Quando a pandemia acabar, voltamos a ser os mesmos?

A pandemia, o estado de emergência e respetivos confinamentos já duram há demasiado tempo para não provocar mudanças significativas e duradouras nas pessoas.

Estamos todos fartos, cansados e stressados de estar em casa, de trabalhar bloqueados por uma FFP2, de sair à rua como se estivéssemos na clandestinidade. Estamos fartos de estar longe da família e dos amigos, de não celebrarmos os aniversários e não brindarmos aos noivos, de não nos despedirmos dos que partem e de não darmos as boas vindas aos que chegam. Estamos mesmo fartos do vírus, do relatório diário de infetados e recuperados. Mas quando debelarmos a ameaça do vírus, o que mais cedo ou mais tarde vai acontecer, dificilmente voltaremos ao normal, ou seja, à realidade que conhecíamos antes de março de 2020. 

A pandemia, o estado de emergência e respetivos confinamentos já duram há demasiado tempo para não provocar mudanças significativas e duradouras nas pessoas. Dois ou três meses são tempo suficiente para consolidar uma mudança de hábitos. É relativamente seguro afirmar que a pandemia desenvolveu novos hábitos de consumo, o crescimento exponencial da utilização de soluções digitais é um caminho irreversível. Durante os períodos de confinamento evoluímos as nossas competências digitais, descobrimos novas formas de nos relacionarmos e de consumir. Estima-se um crescimento da penetração de internet e do número de compradores online de seis pontos percentuais. Quem já comprava online, aumentou a frequência de consumo três a cinco vezes.

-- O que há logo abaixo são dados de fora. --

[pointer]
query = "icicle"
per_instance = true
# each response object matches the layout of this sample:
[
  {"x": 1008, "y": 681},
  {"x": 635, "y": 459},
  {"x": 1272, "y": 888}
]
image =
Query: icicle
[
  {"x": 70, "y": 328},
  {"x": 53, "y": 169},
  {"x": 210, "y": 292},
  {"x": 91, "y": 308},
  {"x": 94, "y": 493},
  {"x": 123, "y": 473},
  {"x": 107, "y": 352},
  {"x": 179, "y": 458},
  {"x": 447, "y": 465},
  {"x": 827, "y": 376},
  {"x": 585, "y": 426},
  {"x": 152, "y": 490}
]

As marcas têm procurado adaptar-se a esta nova realidade. O e-commerce é um dos casos mais evidentes, quem já fazia melhorou a competência dos seus serviços e muitos dos que não tinham este canal passaram a ter. Há casos de grande sucesso como a distribuição alimentar. Claro que há sempre a história da encomenda que veio com o produto errado e das compras que não foram entregues à hora combinada. Mas toda a gente tem pelo menos uma história de uma experiência menos boa no comércio de rua. O facto de estarmos mais exigentes é sinal de uma maior dependência, mas também da crescente utilização e valorização do canal online. 

A democratização do e-commerce tem um impacto evidente e imediato. Se para o consumidor o acesso a um maior número de soluções para quase todas as necessidades é positivo, para as marcas nem por isso. A relação com os consumidores está em grande parte concentrada numa experiência física, nos casos mais sofisticados híbrida. Mudar de paradigma acompanhando o ritmo do consumidor é um enorme desafio, uma impossibilidade para vários negócios.

Automóveis, seguros ou viagens são exemplos fáceis de setores que não se podem transformar no período de um ano, na melhor das hipóteses conseguem entregar um ou outro produto ou serviço. Ainda estamos longe de conseguir imaginar um mundo sem este tipo de serviços e acredito que tão cedo não o conheceremos. Porém, as diferenças hão-se ser muitas.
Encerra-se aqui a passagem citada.